A belief in accountability does not involve condoning threats or violence – and freedom of expression does not mean freedom from consequence
By Billy Bragg
Last week, in an interview with Mariella Frostrup at Cheltenham Literature Festival, Graham Norton ventured that “cancel culture” is just another word for accountability. He referenced recent complaints made by John Cleese, who feels he is persecuted for his un-“woke” views. No one expects the Spanish Inquisition, eh John?
When pressed on whether his idea of accountability included the abuse suffered by JK Rowling following her statements on trans women, Norton suggested that it might be more illuminating to talk to trans children and their parents, rather than merely amplifying the opinions of a celebrity or author – even a very good one.
I have long believed that what right-wing media call “cancel culture” is nothing more than the tendency of reactionaries to cry wolf when caught conducting a rearguard action against the progress made by minorities over the past half-century. So I retweeted a clip of Norton, adding that I agreed that we needed to hear more from trans children and their parents, given their status is the focus of so much online debate.
This brought an immediate response from Rowling, who accused Norton and me of throwing our support behind “rape and death threats to those who dare disagree”. I challenged this, stating that I would never condone such abusive behaviour, but Rowling doubled down, again spuriously claiming that Norton and I had equated threats of violence with accountability.

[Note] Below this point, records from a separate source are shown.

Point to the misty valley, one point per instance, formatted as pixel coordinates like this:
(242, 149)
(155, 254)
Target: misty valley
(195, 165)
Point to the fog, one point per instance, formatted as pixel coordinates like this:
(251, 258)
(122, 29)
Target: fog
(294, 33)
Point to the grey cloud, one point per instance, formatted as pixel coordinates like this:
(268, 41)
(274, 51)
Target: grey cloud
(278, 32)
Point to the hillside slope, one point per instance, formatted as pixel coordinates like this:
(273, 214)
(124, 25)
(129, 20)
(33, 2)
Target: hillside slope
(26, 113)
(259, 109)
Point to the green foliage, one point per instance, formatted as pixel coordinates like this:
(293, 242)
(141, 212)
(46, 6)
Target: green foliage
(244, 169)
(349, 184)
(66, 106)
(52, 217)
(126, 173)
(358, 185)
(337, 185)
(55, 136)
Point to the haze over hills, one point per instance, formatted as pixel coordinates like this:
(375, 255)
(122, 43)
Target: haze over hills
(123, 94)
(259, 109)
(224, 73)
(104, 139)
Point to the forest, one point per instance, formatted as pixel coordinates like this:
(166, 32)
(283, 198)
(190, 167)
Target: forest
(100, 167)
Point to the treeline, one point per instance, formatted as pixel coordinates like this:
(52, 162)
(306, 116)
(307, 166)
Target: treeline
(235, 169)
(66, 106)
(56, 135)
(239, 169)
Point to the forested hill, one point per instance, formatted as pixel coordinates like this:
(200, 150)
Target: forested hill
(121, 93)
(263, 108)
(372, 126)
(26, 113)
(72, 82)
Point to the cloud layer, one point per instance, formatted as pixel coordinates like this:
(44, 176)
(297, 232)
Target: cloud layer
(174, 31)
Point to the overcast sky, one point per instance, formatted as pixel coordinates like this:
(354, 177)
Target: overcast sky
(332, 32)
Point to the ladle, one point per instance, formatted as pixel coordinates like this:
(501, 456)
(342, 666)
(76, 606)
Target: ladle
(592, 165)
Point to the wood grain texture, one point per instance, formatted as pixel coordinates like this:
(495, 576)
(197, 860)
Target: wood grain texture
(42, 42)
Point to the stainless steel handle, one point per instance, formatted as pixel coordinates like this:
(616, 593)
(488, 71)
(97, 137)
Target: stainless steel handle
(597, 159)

Norton was bombarded with online abuse from others and, on 17 October, he deleted his Twitter account. Will John Cleese use his new platform at GB News to express his solidarity with cancel culture’s latest casualty? Somehow I doubt it. Those with reactionary views see this particular mantle of victimhood as theirs alone. The right and left may argue over the meaning of cancel culture, but there is a universal principle that all should recognise – and that is accountability.
I believe that freedom of expression gives us the right to offend, provided that our statements are generalised rather than directed at an individual, but those who offend should expect to be held accountable for their behaviour – and celebrity confers no protection. For, while a tolerant society should be able to accommodate vehement differences of opinion, everyone engaged in debate must understand that freedom of expression does not mean freedom from consequence.
Rowling misconstrued that final caveat when expressed by both Norton and me, using it to imply that we would support any repercussion no matter how foul befalling those who expressed opinions deemed offensive by others. I can’t speak for Norton, but I feel sure that, like me, he would recognise that threats directed at individuals are indefensible and that no one, whatever they have said, should be subject to such personal abuse. That of course includes Rowling.
The failure of democratic societies to hold individuals to account for their actions has led to a drift towards authoritarianism over the past few years. The idea that free speech absolves the speaker from any consequences has made social media a cauldron of rage and slander. Like all of the tools available to us in our quest for truth and a better world, accountability has its limits. It must never be used as an excuse for intimidation or violence. However, provided it is balanced with the right to freedom of expression, I believe it is the one sure guarantor of a civil discourse and a free society.